An emergent strategy is an approach that develops over time as the business adapts to changing circumstances
It isn't deliberately planned from the beginning but arises in response to unexpected opportunities or challenges
Initially, a business’s planned strategy should align closely with its emergent strategy
However, businesses often find that their final strategy becomes a combination of planned intentions and emergent adaptations
Divergence of planned and emergent strategy
Changing external environment
New competitors, technological changes, or shifts in customer behaviour may force a business to adapt its planned strategy
Internal factors
Unexpected internal events, such as leadership changes or resource shortages, may cause a business to change its original plans
Opportunities and innovation
Businesses may discover new market opportunities or innovative ideas along the way, requiring a shift away from the original plan
Strategic drift
Initially, a business's strategy usually aligns well with external conditions, such as market trends, customer demands, and competitors’ actions
However, over time, the external environment can change, and if the business fails to adapt effectively, strategic drift occurs
Reasons for strategic drift
Slow response to change
Managers may fail to notice or underestimate the significance of external changes, leading to delayed responses
Resistance from employees and management
Staff or managers may resist changes to familiar ways of working, making adaptation difficult
Lack of innovation
Businesses that don’t continually innovate or refresh their approach risk falling behind competitors who do
Overconfidence and complacency
Previous success may lead managers to believe current strategies will always work, ignoring signs that change is needed
Consequences of strategic drift
If strategic drift isn't corrected, it can lead to:
Loss of competitive advantage
Declining sales and market share
Reduced profitability and financial instability
Ultimately, business failure if the drift continues unchecked
Case Study
Nokia’s strategic drift in the smartphone market
Finnish company Nokia was once the global market leader in mobile phones, known for reliability and innovation
However, from around 2007 onwards, Nokia experienced strategic drift, causing a significant decline in its competitiveness
Causes of strategic drift
Slow Response to Change:
Nokia underestimated the importance of touchscreen technology and user-friendly software, initially dismissing Apple’s iPhone as a niche product.
Resistance to Change:
Managers at Nokia believed their traditional strength in durable, reliable handsets would always dominate. This complacency meant they were slow to embrace the smartphone revolution.
Lack of Innovation:
Nokia failed to innovate quickly enough in smartphone technology, falling behind competitors like Apple and Samsung, who rapidly adapted to consumer demands.
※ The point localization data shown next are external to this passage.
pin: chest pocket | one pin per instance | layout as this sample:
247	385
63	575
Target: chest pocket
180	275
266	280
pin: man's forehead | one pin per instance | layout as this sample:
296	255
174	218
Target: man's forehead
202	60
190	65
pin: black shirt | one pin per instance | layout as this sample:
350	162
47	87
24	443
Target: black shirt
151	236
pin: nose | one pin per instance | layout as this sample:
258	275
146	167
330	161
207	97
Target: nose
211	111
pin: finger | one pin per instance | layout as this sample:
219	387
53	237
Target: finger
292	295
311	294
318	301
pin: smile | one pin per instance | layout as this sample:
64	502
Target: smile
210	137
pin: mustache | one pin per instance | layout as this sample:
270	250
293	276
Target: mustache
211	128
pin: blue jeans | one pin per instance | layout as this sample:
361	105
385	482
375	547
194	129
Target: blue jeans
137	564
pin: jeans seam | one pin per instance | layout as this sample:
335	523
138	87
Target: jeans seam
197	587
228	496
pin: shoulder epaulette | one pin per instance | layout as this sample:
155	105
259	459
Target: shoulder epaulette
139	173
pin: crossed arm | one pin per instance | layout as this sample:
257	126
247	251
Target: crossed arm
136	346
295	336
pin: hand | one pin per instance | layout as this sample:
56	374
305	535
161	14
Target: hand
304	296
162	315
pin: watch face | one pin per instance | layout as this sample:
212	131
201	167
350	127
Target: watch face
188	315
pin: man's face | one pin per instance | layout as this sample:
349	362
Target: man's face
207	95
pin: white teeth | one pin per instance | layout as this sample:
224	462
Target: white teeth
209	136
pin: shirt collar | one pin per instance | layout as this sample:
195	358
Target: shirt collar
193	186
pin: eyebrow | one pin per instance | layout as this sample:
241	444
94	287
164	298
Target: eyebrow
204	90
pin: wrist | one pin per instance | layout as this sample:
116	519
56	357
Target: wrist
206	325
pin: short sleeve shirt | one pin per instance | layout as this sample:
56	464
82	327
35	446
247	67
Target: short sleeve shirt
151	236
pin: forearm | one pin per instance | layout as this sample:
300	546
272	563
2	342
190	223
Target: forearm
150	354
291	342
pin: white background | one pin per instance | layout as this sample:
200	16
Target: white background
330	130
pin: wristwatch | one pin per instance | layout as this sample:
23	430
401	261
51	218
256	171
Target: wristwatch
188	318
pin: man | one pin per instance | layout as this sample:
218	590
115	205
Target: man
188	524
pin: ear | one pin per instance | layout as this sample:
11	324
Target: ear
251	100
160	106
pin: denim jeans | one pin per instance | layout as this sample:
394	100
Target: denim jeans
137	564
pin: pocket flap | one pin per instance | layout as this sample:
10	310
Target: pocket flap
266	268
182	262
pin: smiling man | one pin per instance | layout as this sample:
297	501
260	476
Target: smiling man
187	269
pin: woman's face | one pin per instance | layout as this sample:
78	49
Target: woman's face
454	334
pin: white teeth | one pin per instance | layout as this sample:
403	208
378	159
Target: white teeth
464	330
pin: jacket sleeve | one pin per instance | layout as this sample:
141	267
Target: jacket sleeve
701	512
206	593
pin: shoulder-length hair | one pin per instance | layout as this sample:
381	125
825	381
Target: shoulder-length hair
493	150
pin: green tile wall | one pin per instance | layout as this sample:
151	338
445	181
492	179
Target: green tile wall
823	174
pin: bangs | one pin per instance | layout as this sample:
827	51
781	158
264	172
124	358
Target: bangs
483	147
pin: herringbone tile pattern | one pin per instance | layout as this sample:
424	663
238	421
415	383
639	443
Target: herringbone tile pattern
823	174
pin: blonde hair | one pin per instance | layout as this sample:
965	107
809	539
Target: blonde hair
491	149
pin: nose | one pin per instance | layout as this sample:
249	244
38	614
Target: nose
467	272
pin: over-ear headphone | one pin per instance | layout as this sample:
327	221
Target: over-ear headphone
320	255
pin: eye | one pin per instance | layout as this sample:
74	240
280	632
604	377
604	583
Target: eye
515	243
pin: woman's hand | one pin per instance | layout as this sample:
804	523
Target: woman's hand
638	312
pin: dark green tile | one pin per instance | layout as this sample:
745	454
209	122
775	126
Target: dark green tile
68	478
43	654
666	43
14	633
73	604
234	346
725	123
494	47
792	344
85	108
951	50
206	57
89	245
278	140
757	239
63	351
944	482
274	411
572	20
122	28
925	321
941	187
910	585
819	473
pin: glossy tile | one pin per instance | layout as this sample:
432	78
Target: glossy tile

Consequences of strategic drift
Nokia’s market share collapsed dramatically within a few years
The business became unprofitable and lost significant brand loyalty
Eventually, Nokia sold its phone division to Microsoft in 2014, highlighting how strategic drift can lead to business failure if not addressed effectively
Evaluating strategic performance
Once a strategy has been implemented, it’s essential for businesses to evaluate its effectiveness
This allows decision-makers to assess whether the strategy is meeting its objectives, identify areas for improvement, and ensure continued competitiveness
What is strategic performance evaluation?
Strategic performance evaluation is the process of measuring how well a chosen strategy is delivering its intended outcomes
It focuses on both quantitative data (e.g. profit margins, market share) and qualitative insights (e.g. employee morale, customer satisfaction)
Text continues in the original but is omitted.